接下來的幾天,兩人幾乎沒怎麽見面,因爲都很忙!
賢王使出了渾身解數爲羅沖山洗腦,帶着羅沖山在溱州到處遊走。
溱州别的不說,在賢王的治理下,民風極爲淳樸,可愛的百姓給羅沖山留下了極好印象,便是爲了這些淳樸善良的百姓,羅沖山也是願意幫賢王成就大業的。
在城中大街的街尾,賢王爲羅沖山準備一塊不小的地以做鐵鋪,如今羅沖山上了年紀已經不再親自打鐵,便将手藝傳給了四個兒子,四個兒子手下還有許多學徒弟子,鋪子不僅有别的鐵鋪一樣的業務,還出售一些成品鐵制品。
鐵鋪分爲三個部分,最前端鋪子出售貨物,後面則是真正打鐵的工作場,再鐵鋪的後面則有居住生活的院落。
除了這裏,賢王又爲羅沖山置備了兩處大宅,鋪子和大宅花費将近萬兩,别小瞧那一個鐵鋪,其可是在寸土寸金的城中大街上,在城中大街開鐵鋪也算是溱州頭一份了。
賢王承諾羅沖山說,隻要他在溱州滿五年,這些鋪子和宅子都歸羅沖山所有。
羅家一家受寵若驚、感恩戴德,自是不說。
另一邊。
葉琉璃印務局也建造得如火如荼。
圖紙由宋詠然設計,印務局設計富麗堂皇,宏偉霸氣,更尋了溱州最知名能幹的工匠建造。
這一日,葉琉璃前往印務局,視察修建進程,印務局的管事們在其後陪同。
卻見,從前寬敞的書院已經面目全非,整個院子被分爲許多小院落,由各種亭台樓閣、小橋流水以及花園涼亭巧妙隔開,既爲精緻、又不失其功能性。

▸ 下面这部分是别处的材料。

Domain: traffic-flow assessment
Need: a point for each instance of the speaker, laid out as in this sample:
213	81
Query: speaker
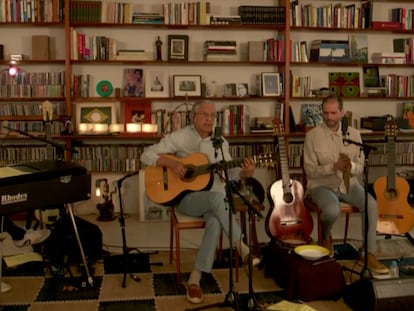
380	295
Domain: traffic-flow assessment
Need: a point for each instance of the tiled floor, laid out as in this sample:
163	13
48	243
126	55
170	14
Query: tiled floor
147	236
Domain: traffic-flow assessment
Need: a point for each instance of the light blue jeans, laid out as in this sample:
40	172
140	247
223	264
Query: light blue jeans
215	211
328	202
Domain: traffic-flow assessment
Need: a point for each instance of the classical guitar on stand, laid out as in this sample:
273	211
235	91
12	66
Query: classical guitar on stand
288	220
163	187
395	215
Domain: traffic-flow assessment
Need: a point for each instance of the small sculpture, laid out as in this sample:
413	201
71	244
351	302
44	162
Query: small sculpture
158	45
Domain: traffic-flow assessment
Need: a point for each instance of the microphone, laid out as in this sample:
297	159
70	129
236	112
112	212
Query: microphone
216	139
344	125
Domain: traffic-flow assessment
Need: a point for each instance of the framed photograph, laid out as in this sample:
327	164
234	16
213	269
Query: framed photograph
177	47
92	113
137	111
242	89
271	84
134	82
187	85
156	84
230	90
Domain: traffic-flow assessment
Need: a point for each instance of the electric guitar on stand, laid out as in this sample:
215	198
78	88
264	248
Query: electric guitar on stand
288	220
395	215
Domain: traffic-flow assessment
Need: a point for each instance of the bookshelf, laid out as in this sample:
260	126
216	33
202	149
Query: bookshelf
218	73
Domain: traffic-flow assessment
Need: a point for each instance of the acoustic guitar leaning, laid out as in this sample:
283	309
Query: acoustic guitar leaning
164	187
288	220
395	215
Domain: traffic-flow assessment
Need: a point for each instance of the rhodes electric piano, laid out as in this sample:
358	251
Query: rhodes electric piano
42	185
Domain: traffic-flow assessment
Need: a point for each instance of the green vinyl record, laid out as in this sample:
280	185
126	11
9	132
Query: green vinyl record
104	88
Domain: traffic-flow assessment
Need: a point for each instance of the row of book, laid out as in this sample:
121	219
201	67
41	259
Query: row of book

各個分區便是各個部門,每個部門根據需要人員多少,占地大小不一。
葉琉璃拿着圖紙邊走邊看,忍不住驚歎連連,“宋大人,卻真沒看見你雕版有一套,園林設計也有一套,真可謂溱州第一能人啊。”
宋詠然被誇獎自是高興,但卻謙虛道,“娘娘過獎了,下官愧不敢當,這印務局的設計是大家的功勞,而非下官自己。”
衆人連忙推脫,紛紛恭維宋詠然。
葉琉璃舉目調整正在拔起而起的房屋,“印務局還有多久能用上?”
“回王妃娘娘,若按照計劃,再有一個多月,這些房屋便都能落成投入使用,”說着,宋詠然聲音略有猶豫,“此外,下官還想再擴上一些面積。”
葉琉璃眉頭動了動,她之前确實承諾宋詠然不計成本的建造印務局,但如今她卻後悔了。
此一時彼一時,當初想的是,銀子放在那,她不花自然被某人花掉,爲何要憋屈自己成全别人?
但此時想的卻是,如果她把銀子都花光了,她離開後他怎麽辦?難道再回之前窘迫的生活中?難道再繼續變賣家當?
想到東方洌過得那般寒酸,想到徐管家時不時去當鋪,葉琉璃隻心中不舒服起來。
連她自己都沒意識到,不知從何時開始,她開始關心他了。
然而,說出去的話就是潑出去的水,現在反悔成了什麽?不自己打臉嗎?
“擴!”葉琉璃斬釘截鐵,将這種杞人憂天的心思摒除。
想想自己還真是可笑,她擔心那個白蓮花?白蓮花還需要她擔心?人家的手段,足夠過得很好,她還是多爲自己着想吧。
……
翌日,清早。
賢王府來了一行人。
竟是溱州府尹董林選和董家家主董昌胥以及其夫人馬氏。
賢王府主院,一片哀嚎聲。
“王爺要爲民婦做主啊!我兒冤枉,我兒本一片好心要救那落難女子,誰知竟被……”馬氏哀嚎震天。
四大美人站在身後,顧斓汐站在身側,賢王坐在輪椅上,雙眉擰緊,面色陰沉。
董傳良被刺身殘,董昌胥自然第一時間報給了董林選,然而他們翻遍了全城,除了在一個死胡同裏找到被遺棄的孝服外根本未查到什麽賣身葬父的女子。
姓董的幾人思來想去,卻覺得那賣身葬父的女子根本是個陰謀,能找來這種高手之人也不是等閑之輩。
如果是沈家和陳家等生意敵對出手,不會害一個敗家子而會直接對付董昌胥,但其目标明确的針對董傳良隻能說是私仇。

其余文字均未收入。